Non era lei sbagliata, come volevano far credere.
Era il mondo, che molto spesso, allora come oggi, andava nel verso sbagliato per persone come lei.
E lei, Renata Fonte, era dura, granitica, ferma nelle sue posizioni chiare. Non chiare per lei, ma trasparenti agli occhi di chiunque.
Ah, quanto fastidio in quella trasparenza. Chi si credeva di essere, così altera, controcorrente, sicura di sé, incorruttibile?
Ma davvero voleva cambiare il mondo, lei da sola? Dove voleva arrivare?
Che poi alla fine, se gli “affari”, certi affari, le puzzavano tanto, poteva anche solo voltare lo sguardo di pochi gradi, non vedere e passare oltre. E invece no, s’incaponiva, s’impuntava, santa donna!
E quindi “Bang! Bang!”. Il rumore sordo di una pistola 38 anni fa davanti all’uscio di casa, contro il chiasso della coscienza dell’assessora ribelle. Così fu uccisa, gli spari al posto delle sue urla. Uno scambio iniquo, perché quelle urla si sentono ancora. Nel vento, tra le fronde degli alberi del belvedere di Portoselvaggio, nelle mani nervose e pregne di vita delle figlie, nei fiumi di parole di chi sente la tensione morale della testimonianza attiva, nello scirocco e nella tramontana che agitano quei luoghi.
Agitati come Renata, in tutto figlia della sua terra.
Avrebbe mai potuto tradire la Madre, una come lei? Mai, a costo della vita.
L’anniversario dell’assassinio Fonte non sia dunque mero ricordo di una pagina di cronaca buia.

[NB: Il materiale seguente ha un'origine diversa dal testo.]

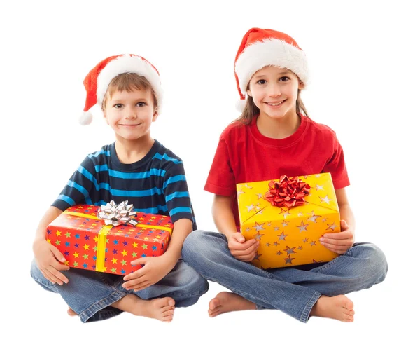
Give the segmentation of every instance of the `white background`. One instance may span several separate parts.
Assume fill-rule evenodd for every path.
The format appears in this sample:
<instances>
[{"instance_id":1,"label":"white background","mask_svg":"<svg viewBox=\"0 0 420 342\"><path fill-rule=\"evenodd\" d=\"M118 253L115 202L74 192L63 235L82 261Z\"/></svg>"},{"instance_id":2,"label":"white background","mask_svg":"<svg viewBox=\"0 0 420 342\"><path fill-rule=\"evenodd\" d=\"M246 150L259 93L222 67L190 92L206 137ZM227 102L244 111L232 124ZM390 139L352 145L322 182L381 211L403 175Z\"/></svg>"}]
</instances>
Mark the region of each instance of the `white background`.
<instances>
[{"instance_id":1,"label":"white background","mask_svg":"<svg viewBox=\"0 0 420 342\"><path fill-rule=\"evenodd\" d=\"M293 3L293 5L290 3ZM417 334L419 186L418 13L415 1L18 1L0 8L1 245L4 334L61 341L359 341ZM2 3L5 4L5 3ZM10 5L10 4L13 4ZM417 24L416 24L417 22ZM215 231L202 189L223 129L239 113L234 56L251 27L292 36L306 52L309 115L335 130L351 182L356 241L386 253L385 282L349 294L353 324L275 310L209 318L211 283L170 324L124 313L83 324L29 276L39 219L85 156L113 141L95 111L78 125L83 81L110 55L135 53L162 75L164 112L153 137L185 163L199 228ZM30 335L29 335L30 334Z\"/></svg>"}]
</instances>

Il 31 marzo sia commemorazione della seconda vita di Renata. Quella che non si può toccare, che va oltre le fisicità e la forma, lontano dalle misurazioni pratiche dell’uomo per farsi parola, valori, insegnamento imperituro, agitazione dell’animo, monito pesante che inchioda tutti nessuno escluso, alle sue responsabilità.
È facile, per chiunque, strappare applausi e consensi tanto in un aula consiliare che su un palco o in un pubblico consesso. Ben più difficile è dire e fare la cosa giusta, scomoda, urticante, non tacere. Renata Fonte non è mai stata zitta, ha preferito la verità all’applauso e al consenso. Un’eretica sì, bruciata al rogo delle miserie dell’omertà e della connivenza spicciola di quanti, pur non premendo quel grilletto 38 anni fa, hanno voltato di pochi gradi lo sguardo, per poi piangerla al funerale.
La doppia morale e la vigliaccheria dei complici. Questo è. Perché Renata Fonte, donna vittima di mafia anzi della cultura mafiosa che mina fino alla cancrena la tenuta delle radici della società civile, nel Salento del sole e del mare bello, era già stata ammazzata prima di quel 31 marzo.
Dal silenzio, dall’indifferenza e dall’isolamento.
Prima di isolano, poi t’ammazzano quando sei ormai un morto che cammina. Sono passati tanti anni, assai, da quella sera di colonne in cronaca. Alcuni dei protagonisti principali di quella vicenda non ci sono più, eppure Renata è qui. Le sue urla, la sua agitazione non sono andati persi e chissà quanto imbarazzo suscitano ancora oggi, in molti di noi, in tanti che si affannano a cercare l’abito nuovo per pontificare dai pulpiti delle manifestazioni anti mafia. Perché i princìpi, i valori, l’antimafia, non si raccontano per attrarre su di sé un cono di luce. Si praticano, ogni santo giorno. Accettando il rischio del buio.
E stavolta ricordare Renata Fonte sì, è difficile. Più del solito. Perché vedo lei nei capelli, nelle mani nella sete di sua figlia Viviana. Con lei è nata un’amicizia forte, fatta anche di sofferenze reciproche, di cadute, fragilità, paure. Perché chi lotta ha paura, come tutti. La paura è umana, è la vigliaccheria che è disumana seppur tanto diffusa.
Scegliere la verità, nei giorni travagliati di Renata come oggi, equivale a caricarsi una croce, una lotta quotidiana su una strada irta di incomprensioni e perdite, vestire la corazza bucherellata dei divisivi, e creare conflitti perché non si è disposti a sacrificare sull’altare del compromesso valori imprescindibili.
E vuol dire essere disposti a essere soli. In mezzo a tante persone sole e libere.